Energy Efficiency Seminar Series Part 1: "Lighting for Offices and Homes" - Sept. 15th, 2008
On Monday, September 15, the Business Council on Climate Change and PG&E co-presented a seminar on energy-efficient lighting for offices and homes. The seminar, led by the SF Department of the Environment’s Alena Gilchrest and PG&E’s Ryan Stroop, was hosted by PG&E’s Pacific Energy Center, a state-of-the-art facility featuring lighting simulations and demonstrations. Stroop educated attendees about the qualification, quantification, and diversity of light through a series of interactive demonstrations and answered questions about PG&E policy and energy-efficiency incentives. Stroop explained that the performance standard PG&E uses is based, not on efficiency, but on the wattage installed and the power demand on the energy grid: different light sources require different wattage. Efficacy of light sources also matters (efficacy is defined as the amount of light you get per unit of power--therefore, lights with higher efficacy values are better). Stroop explained that incandescent lights have relatively low efficacy, but produce good color; halogen lights, which are modified incandescent lights, have slightly higher efficacy, but require a higher wattage allowance from the utility grid (halogens, Stroop noted, focus points of light and are best used only in specific environments, such as retail spaces or showrooms); fluorescent lights have a poor color spectrum, and require surges of energy to light up (adding phosphorous to fluorescent lights improves the color, but increases the cost). However, fluorescent lights last up to 10 times as long as incandescent lights. LED lights compete with halogens (they're also good at focusing light), and have better efficacy than halogen lights, but poorer color than halogens as well as poorer efficacy than fluorescent lights.

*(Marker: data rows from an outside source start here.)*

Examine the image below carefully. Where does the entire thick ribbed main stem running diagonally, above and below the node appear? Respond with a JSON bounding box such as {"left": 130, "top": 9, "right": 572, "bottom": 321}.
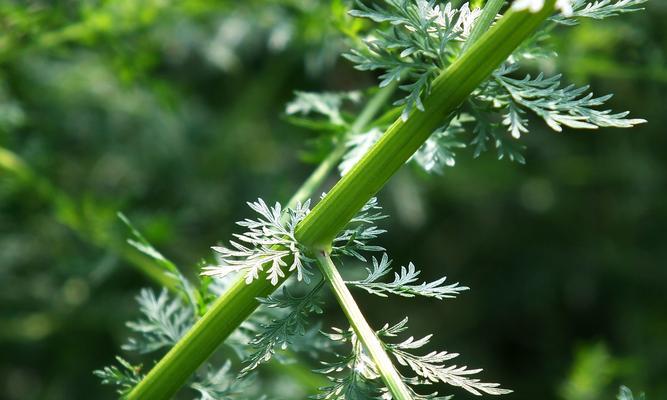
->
{"left": 128, "top": 0, "right": 555, "bottom": 400}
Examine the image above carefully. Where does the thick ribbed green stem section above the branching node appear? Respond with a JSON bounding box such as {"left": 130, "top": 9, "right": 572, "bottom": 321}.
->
{"left": 296, "top": 0, "right": 555, "bottom": 249}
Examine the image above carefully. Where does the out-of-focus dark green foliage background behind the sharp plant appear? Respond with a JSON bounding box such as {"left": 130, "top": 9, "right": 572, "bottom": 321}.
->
{"left": 0, "top": 0, "right": 667, "bottom": 400}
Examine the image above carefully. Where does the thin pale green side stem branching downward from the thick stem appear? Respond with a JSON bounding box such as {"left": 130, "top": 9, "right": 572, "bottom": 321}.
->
{"left": 317, "top": 251, "right": 412, "bottom": 400}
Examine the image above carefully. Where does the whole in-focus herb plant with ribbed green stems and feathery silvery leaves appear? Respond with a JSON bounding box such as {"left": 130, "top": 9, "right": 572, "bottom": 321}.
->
{"left": 96, "top": 0, "right": 644, "bottom": 400}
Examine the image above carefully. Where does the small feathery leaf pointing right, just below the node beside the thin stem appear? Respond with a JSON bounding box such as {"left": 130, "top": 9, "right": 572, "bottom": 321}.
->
{"left": 346, "top": 253, "right": 469, "bottom": 300}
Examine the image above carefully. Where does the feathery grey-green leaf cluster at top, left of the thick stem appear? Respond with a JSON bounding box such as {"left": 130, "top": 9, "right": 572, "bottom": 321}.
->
{"left": 345, "top": 0, "right": 480, "bottom": 120}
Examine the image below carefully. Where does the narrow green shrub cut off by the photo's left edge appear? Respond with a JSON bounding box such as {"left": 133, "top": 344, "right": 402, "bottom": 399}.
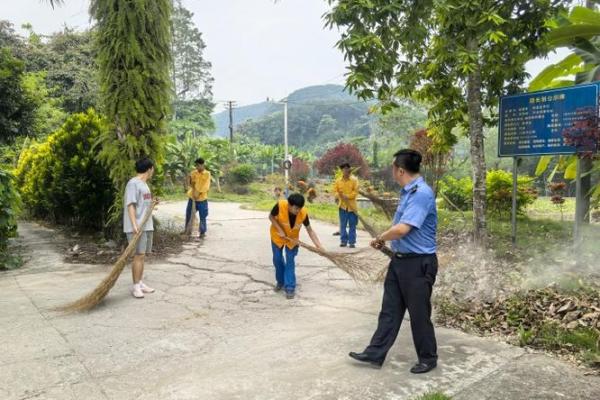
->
{"left": 0, "top": 169, "right": 20, "bottom": 262}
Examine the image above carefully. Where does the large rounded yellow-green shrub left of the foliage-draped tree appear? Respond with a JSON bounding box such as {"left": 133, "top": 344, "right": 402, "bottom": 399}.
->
{"left": 16, "top": 109, "right": 114, "bottom": 229}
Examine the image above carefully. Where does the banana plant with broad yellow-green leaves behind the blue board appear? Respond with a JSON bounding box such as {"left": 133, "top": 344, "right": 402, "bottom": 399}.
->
{"left": 529, "top": 3, "right": 600, "bottom": 200}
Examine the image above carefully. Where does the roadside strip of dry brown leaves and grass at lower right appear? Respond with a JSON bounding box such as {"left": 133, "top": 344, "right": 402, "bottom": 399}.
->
{"left": 436, "top": 287, "right": 600, "bottom": 374}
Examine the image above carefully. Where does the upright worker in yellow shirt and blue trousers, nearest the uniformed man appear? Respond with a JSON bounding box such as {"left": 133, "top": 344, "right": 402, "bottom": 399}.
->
{"left": 333, "top": 163, "right": 358, "bottom": 248}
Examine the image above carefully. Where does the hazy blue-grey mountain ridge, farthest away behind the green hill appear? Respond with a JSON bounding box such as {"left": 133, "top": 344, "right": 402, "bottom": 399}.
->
{"left": 213, "top": 85, "right": 366, "bottom": 137}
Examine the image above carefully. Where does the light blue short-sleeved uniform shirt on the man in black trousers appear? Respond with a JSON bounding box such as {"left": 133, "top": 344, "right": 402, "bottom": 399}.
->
{"left": 392, "top": 177, "right": 437, "bottom": 254}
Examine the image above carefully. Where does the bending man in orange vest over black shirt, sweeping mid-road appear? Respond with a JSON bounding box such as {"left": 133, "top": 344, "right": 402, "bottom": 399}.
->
{"left": 269, "top": 193, "right": 323, "bottom": 299}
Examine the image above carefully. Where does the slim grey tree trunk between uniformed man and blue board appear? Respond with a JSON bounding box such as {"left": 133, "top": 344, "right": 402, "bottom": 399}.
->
{"left": 467, "top": 41, "right": 487, "bottom": 248}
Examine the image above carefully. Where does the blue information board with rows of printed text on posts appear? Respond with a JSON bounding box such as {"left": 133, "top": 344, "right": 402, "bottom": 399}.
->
{"left": 498, "top": 84, "right": 598, "bottom": 157}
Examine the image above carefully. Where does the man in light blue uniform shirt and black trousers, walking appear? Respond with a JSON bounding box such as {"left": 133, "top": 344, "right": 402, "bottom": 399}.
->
{"left": 350, "top": 150, "right": 437, "bottom": 374}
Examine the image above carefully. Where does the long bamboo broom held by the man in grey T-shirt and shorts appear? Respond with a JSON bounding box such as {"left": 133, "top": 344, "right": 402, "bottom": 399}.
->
{"left": 55, "top": 200, "right": 158, "bottom": 312}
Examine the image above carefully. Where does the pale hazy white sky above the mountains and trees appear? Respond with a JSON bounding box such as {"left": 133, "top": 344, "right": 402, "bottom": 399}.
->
{"left": 0, "top": 0, "right": 566, "bottom": 111}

Alena Gilchrest provided a detailed explanation of industrial and residential lighting options and took questions about energy audits and ideas for decreasing energy consumption; members who want an energy audit should email Gilchrest to set up a visit. Over twenty BC3 members attended the presentation, representing professions as diverse as engineers, small business owners, and international energy policy consultants.